Граф провел пальцем по ее щеке.
– Тогда на эту ночь вы моя.
Когда он обнял ее и поцеловал, Тори закрыла глаза. Это был уже не нежный и осторожный поцелуй, а горячий, требовательный, опустошающий, наполнивший ее желанием и жаром. Колени у нее ослабли, она обхватила его за шею, чтобы не растечься лужицей у его ног.
– Произнесите мое имя.
– Корд…
Следующий поцелуй был влажным, яростным, необузданным. Она дрожала, голова у нее шла кругом.
– Я знаю, мне не надо спешить, – сказал он. – У меня много времени.
Она улыбнулась, приподнялась на цыпочках и поцеловала его. Ответом были безудержные поцелуи. Он впечатал свои губы в местечко пониже уха, целовал ее шею, снова поймал ее губы. Он расстегнул пуговицы на ее платье, и оно раскрылось, обнажив мягкие холмики.
Тори застонала, когда он взял грудь в ладонь и начал ласкать ее, трогая пальцем сосок. Сосок увеличился и затвердел, что-то в нем запульсировало.
Непонятным образом платье совершенно раскрылось, и Корд спустил его с ее плеч, потом дальше – до бедер, и оно кучкой упало у ее ног. За ним последовала нижняя рубашка, и Тори осталась в одних подвязках и чулках. Она боролась с желанием прикрыться от его горячего львиного взгляда.

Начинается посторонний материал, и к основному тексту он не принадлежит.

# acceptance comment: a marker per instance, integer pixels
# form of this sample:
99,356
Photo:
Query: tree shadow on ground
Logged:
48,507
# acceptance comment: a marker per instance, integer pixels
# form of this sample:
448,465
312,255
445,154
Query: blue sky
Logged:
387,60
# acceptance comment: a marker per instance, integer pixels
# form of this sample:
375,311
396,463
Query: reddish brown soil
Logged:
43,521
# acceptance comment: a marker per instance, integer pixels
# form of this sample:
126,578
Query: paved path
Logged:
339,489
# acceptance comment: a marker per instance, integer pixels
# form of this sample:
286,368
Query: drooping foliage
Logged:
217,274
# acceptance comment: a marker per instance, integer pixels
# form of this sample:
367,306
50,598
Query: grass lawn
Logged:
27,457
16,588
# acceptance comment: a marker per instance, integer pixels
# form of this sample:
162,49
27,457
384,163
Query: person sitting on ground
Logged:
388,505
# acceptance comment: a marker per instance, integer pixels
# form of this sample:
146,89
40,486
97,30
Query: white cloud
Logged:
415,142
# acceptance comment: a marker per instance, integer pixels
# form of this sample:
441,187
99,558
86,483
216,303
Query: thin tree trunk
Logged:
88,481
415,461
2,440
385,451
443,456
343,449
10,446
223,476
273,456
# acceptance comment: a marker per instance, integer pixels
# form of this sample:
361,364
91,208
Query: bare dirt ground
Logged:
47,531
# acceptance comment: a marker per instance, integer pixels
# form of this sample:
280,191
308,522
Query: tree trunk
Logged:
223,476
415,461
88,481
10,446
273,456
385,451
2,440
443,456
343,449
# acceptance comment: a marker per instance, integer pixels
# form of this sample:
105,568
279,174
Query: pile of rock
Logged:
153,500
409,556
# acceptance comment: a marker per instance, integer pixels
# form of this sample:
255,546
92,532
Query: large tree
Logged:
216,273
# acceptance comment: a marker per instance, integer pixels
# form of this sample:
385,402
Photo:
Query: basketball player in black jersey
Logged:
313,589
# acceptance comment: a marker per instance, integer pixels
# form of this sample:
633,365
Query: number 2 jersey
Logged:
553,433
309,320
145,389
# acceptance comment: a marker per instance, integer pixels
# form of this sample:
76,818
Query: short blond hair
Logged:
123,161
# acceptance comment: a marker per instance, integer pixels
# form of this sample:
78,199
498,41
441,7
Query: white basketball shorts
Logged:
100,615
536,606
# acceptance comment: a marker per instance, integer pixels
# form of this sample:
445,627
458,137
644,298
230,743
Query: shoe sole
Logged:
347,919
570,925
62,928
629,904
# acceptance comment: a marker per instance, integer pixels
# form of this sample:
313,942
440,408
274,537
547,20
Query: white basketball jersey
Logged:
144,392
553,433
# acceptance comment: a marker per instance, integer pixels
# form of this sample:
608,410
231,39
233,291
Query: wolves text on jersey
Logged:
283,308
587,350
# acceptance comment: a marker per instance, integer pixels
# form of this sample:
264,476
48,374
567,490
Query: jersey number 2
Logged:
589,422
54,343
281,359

– Я мечтал об этом, – сказал он, лаская ее грудь, заставляя сосок пульсировать от наслаждения. Она часто задышала, ошеломленная, не зная, как себя вести. Когда он наклонился и припал губами к мягкой выпуклости ее груди, она приникла к нему.
– О, мой…
Тори запустила пальцы в его волосы, сама не понимая, хочет оттолкнуть его или притянуть крепче. Его язык кругами двигался вокруг ее соска, пробовал на вкус, тянул за кончик, отчего по всему телу начали распространяться теплые волны.
Его рука заскользила по ее животу. Он сосал ее грудь, а пальцы раздвинули нежные складки и осторожно скользнули внутрь.
Тори припала к его плечам, задрожав так сильно, что он стал покачивать ее в своих руках.
– Не пугайтесь. Я совсем не хочу сделать вам больно.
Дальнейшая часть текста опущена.